意思決定は誰でもやっていい。本当に誰でも。誰も誰かを強制できない。

誰も誰かの意思決定をストップできない。

ただし、影響が及ぶ人と相談する助言プロセスは求められる。

これによるメリットは、マネジャーがいなくなること。スタッフ(コーポレート)機能が必要なくなること。ミーティングも必要なくなること。

これによる組織運営の効率は計り知れないと思う。

たいてい、旧式の組織に所属して怒りを覚えたのはこの3つだった。

そこにあるのは性善説であり、信頼である。

誰でも何を買ってもいいというのは、旧式の組織に所属していたら考えられないことである。

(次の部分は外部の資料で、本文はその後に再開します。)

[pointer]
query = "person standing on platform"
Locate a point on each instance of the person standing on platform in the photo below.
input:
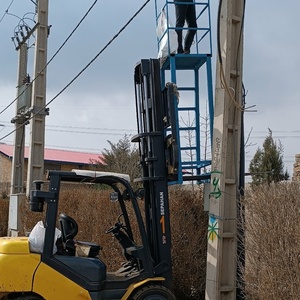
(185, 12)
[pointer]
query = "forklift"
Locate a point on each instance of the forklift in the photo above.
(147, 270)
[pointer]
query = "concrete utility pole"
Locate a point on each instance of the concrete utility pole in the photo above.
(221, 280)
(17, 179)
(38, 113)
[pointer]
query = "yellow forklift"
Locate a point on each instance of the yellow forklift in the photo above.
(147, 272)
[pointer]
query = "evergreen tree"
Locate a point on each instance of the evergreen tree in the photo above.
(122, 157)
(267, 164)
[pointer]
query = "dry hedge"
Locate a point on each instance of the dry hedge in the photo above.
(272, 242)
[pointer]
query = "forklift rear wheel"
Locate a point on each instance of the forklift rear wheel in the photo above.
(153, 292)
(25, 297)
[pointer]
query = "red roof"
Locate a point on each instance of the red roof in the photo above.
(56, 155)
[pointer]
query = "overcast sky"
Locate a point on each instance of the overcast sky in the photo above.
(99, 105)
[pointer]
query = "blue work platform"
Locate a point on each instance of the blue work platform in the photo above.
(192, 74)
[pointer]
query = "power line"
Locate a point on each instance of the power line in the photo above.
(6, 11)
(84, 69)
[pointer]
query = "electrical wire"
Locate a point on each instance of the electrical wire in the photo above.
(84, 69)
(63, 44)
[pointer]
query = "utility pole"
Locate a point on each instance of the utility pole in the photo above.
(221, 279)
(38, 102)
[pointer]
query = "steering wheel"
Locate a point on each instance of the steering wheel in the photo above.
(114, 228)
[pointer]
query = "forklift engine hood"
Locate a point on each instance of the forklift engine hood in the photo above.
(14, 245)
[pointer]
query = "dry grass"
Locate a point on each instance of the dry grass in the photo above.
(273, 242)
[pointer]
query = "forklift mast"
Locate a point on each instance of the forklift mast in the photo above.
(151, 123)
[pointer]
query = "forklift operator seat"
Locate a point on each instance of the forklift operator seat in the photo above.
(69, 227)
(69, 230)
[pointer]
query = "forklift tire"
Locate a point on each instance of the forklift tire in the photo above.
(153, 292)
(24, 297)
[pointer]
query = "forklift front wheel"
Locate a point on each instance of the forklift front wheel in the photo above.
(152, 291)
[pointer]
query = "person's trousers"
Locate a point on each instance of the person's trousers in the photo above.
(185, 12)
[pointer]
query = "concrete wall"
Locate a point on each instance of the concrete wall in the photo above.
(296, 171)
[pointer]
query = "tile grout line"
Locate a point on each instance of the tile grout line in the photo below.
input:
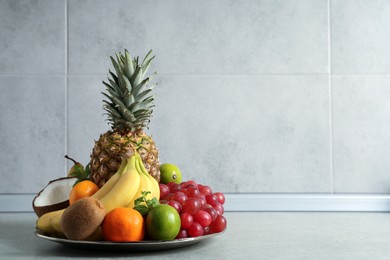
(66, 83)
(37, 75)
(330, 98)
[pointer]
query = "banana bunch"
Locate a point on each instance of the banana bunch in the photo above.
(121, 190)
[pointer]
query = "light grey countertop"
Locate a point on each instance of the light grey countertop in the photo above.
(250, 235)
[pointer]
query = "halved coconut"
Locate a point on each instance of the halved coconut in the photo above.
(54, 196)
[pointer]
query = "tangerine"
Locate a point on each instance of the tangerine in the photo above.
(123, 225)
(82, 189)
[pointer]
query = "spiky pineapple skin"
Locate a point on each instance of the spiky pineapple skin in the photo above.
(113, 146)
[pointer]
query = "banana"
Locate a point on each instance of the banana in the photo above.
(55, 221)
(124, 190)
(145, 185)
(155, 187)
(111, 182)
(119, 191)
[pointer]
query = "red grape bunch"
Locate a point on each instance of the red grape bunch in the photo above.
(201, 210)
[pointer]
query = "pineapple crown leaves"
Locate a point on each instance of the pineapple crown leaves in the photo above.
(129, 102)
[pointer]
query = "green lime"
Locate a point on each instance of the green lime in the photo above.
(163, 222)
(169, 173)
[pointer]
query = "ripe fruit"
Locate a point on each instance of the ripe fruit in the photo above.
(163, 222)
(203, 218)
(170, 173)
(81, 219)
(123, 225)
(191, 205)
(76, 169)
(82, 189)
(195, 230)
(220, 197)
(186, 220)
(129, 104)
(164, 190)
(198, 207)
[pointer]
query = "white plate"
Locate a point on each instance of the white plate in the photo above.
(146, 245)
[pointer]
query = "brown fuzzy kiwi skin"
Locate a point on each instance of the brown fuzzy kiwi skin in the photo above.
(82, 218)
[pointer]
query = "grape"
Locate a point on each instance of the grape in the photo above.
(191, 206)
(211, 199)
(218, 225)
(220, 197)
(202, 201)
(182, 233)
(164, 190)
(219, 208)
(174, 187)
(207, 230)
(179, 197)
(191, 192)
(189, 183)
(195, 230)
(175, 205)
(186, 220)
(169, 196)
(203, 218)
(213, 212)
(206, 190)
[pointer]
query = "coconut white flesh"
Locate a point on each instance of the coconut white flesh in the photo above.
(56, 191)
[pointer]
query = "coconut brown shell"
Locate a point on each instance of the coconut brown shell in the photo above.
(64, 184)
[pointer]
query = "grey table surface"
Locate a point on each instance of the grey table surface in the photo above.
(250, 235)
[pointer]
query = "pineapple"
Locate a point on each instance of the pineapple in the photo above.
(129, 106)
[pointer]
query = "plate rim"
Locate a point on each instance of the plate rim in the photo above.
(139, 245)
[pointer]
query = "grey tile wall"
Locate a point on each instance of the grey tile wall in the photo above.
(253, 96)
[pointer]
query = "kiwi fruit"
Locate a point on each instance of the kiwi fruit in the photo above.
(81, 219)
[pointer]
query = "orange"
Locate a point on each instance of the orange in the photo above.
(82, 189)
(123, 225)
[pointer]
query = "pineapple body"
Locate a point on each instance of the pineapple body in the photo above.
(113, 146)
(128, 103)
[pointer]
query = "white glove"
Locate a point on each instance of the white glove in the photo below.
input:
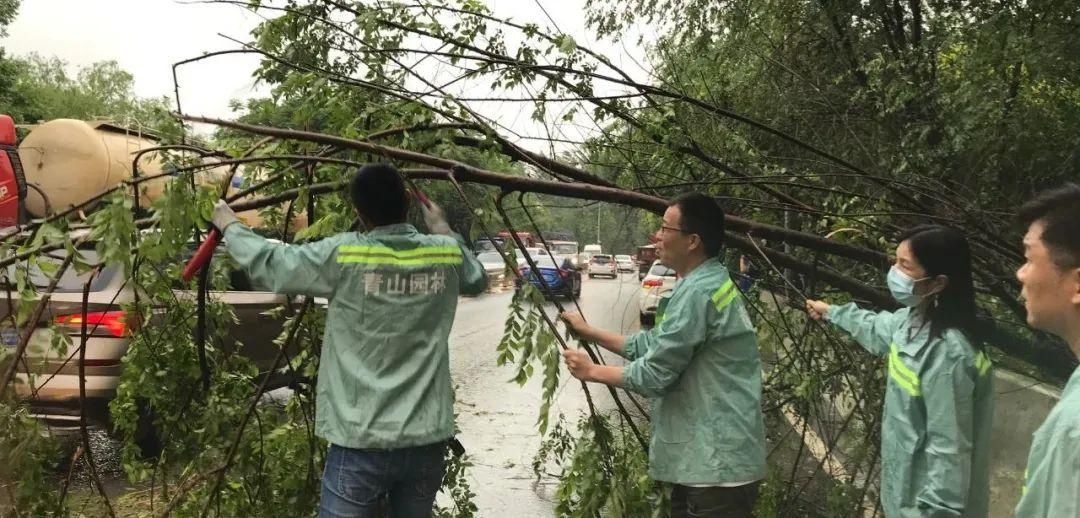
(223, 216)
(433, 216)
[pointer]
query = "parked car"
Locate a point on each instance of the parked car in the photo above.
(658, 283)
(603, 264)
(646, 256)
(559, 276)
(567, 248)
(534, 251)
(52, 392)
(495, 267)
(484, 244)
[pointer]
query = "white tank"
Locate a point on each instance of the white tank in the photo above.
(72, 161)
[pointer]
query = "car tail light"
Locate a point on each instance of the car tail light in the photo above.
(98, 323)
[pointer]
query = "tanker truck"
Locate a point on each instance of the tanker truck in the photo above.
(65, 162)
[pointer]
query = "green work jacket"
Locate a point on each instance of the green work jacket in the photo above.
(939, 405)
(1052, 479)
(701, 366)
(383, 373)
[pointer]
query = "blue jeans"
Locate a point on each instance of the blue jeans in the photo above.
(377, 484)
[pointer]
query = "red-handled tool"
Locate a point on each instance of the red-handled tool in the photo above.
(202, 255)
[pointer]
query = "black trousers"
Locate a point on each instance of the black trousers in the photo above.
(714, 502)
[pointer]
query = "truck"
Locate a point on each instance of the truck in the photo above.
(525, 236)
(65, 162)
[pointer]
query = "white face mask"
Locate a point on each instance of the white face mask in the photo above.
(902, 287)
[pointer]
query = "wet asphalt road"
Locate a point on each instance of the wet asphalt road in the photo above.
(497, 418)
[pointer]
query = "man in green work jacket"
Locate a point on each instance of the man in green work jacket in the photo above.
(1051, 290)
(701, 366)
(385, 400)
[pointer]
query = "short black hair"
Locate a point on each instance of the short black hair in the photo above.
(702, 215)
(378, 193)
(1060, 212)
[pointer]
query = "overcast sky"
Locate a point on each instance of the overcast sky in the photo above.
(146, 37)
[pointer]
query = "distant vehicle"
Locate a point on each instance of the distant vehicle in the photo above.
(646, 256)
(485, 244)
(558, 275)
(603, 264)
(589, 251)
(625, 263)
(495, 267)
(658, 283)
(525, 236)
(49, 382)
(534, 251)
(568, 249)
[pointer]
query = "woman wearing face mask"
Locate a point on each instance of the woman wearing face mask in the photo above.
(939, 398)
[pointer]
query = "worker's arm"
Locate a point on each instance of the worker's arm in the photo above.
(872, 330)
(472, 277)
(308, 269)
(609, 340)
(683, 331)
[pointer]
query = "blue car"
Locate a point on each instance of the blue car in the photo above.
(559, 275)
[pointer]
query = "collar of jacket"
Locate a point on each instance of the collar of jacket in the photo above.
(395, 229)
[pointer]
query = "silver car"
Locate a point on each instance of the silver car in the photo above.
(49, 379)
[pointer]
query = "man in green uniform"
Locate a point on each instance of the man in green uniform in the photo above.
(701, 366)
(1051, 290)
(385, 400)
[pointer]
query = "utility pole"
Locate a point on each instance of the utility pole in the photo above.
(597, 223)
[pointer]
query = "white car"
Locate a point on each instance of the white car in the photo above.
(534, 251)
(657, 284)
(495, 267)
(603, 264)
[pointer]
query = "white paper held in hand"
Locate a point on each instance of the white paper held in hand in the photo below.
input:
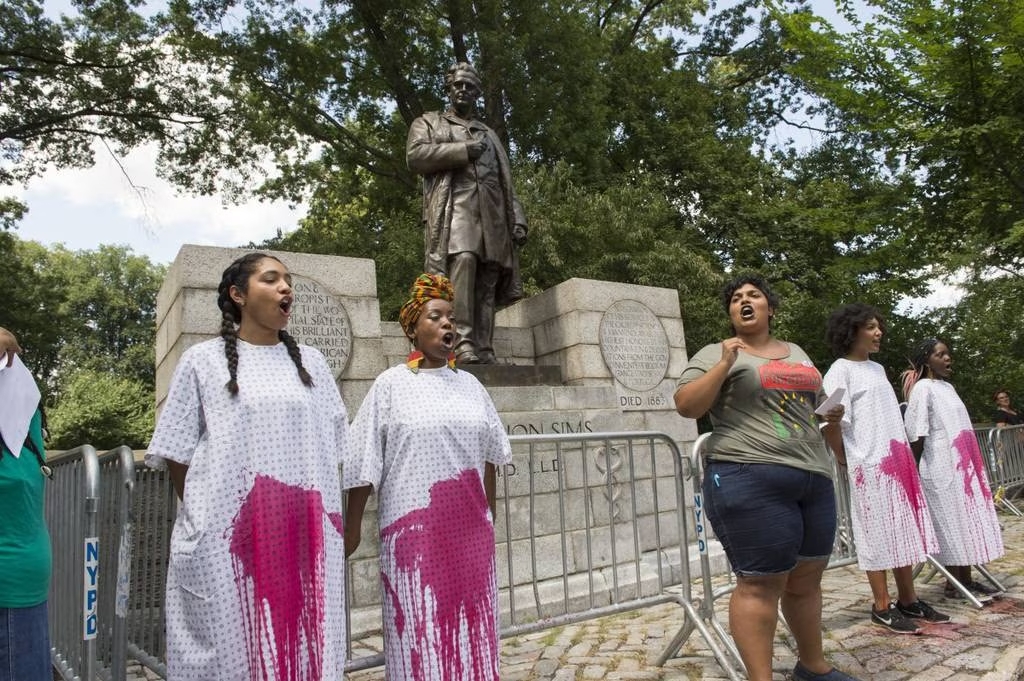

どんなに信じるとしても、さすがに訪問販売に騙されるような人はこの組織に入っちゃいけないのではと思う。。。だから、ティール組織には誰でもが入れるわけではないと思う。

2.全体性 ホールネス

嘘偽りの無い、仮面をかぶらない自分として、組織に所属すること。

組織に所属して活動することは自分の人生でもある。

そうなって始めて人は情熱を傾けられる。

都会の会社は、たしかに素の自分ではいられなかった。

でも、田舎はそうでも無いと思う。田舎では職場とプライベートがあまりにも近い。そこが田舎のいいところかもしれない。

3.存在目的

組織も存在目的を持っている。

組織の存在目的に従って意思決定をする。

なんならミーティングに空席を設ける。そこは組織が座って意見を述べる席だ。

ティール組織を営むにもテクニックが必要。

まず、ティール組織は現代において一般的ではない。

だから所属する人もその考え方をすぐには理解できないし、実践することにはトレーニングが必要。

セルフマネジメントに関する3つの慣行

1.助言プロセス

人の意見を聞かずに意思決定して、行動しても上手く行かない。だから、助言は貰う必要がある。

2.紛争解決メカニズム

人と人の意見が対立したとき、しっかり問題解決ができるルールは必要。判決を出してくれる上司はいないから。

3.同僚間の話し合いに基づく評価と給与決定プロセス

ホールネスに関する4つの慣行

1.安全な空間をつくるための基本ルール

2.オフィスまたは工場

が素の自分でいられるような環境にする。

3.オンボーディング・プロセス(新入社員研修)

4.ミーティングで実践すべき慣行

意思決定プロセスがあってもいい

存在目的に関する2つの慣行

1.採用

2.「だれも座らない椅子」ミーティング

読んでみて、ティール組織の必要性を強く感じた。

人は、自由で幸せになってもいいはず。

それを阻害しているのが今世の中にはびこっている組織であることは間違いない。

僕が所属していたオレンジ組織も、みんな不満で、不幸そうだった。

満足そうにしている人は思考停止に陥っていた人達だけだ。

我慢することが組織人の正しいありかたであろうはずもない。

それをする必要のない世界があれば、それに越したことはない。

そうした組織を作ろう。

というか、そのために僕はオレンジ組織を抜け出したのだ。

僕一人で生きていくなら組織はいらない。

でも、僕が組織を持ち、運営していく立場になる以上、ティールは避けて通れない。

とは言うものの、それを目指すとしたらエゴを捨てなければならない。

僕が仮にエゴを捨てられたとしても、周りの経営陣はそうとは限らない。

みなが足並み揃えるのは難しいことだ。

僕が声高らかにティールと叫んでも理想論と突っぱねられるだろう。

とりあえず、グリーンかな。。。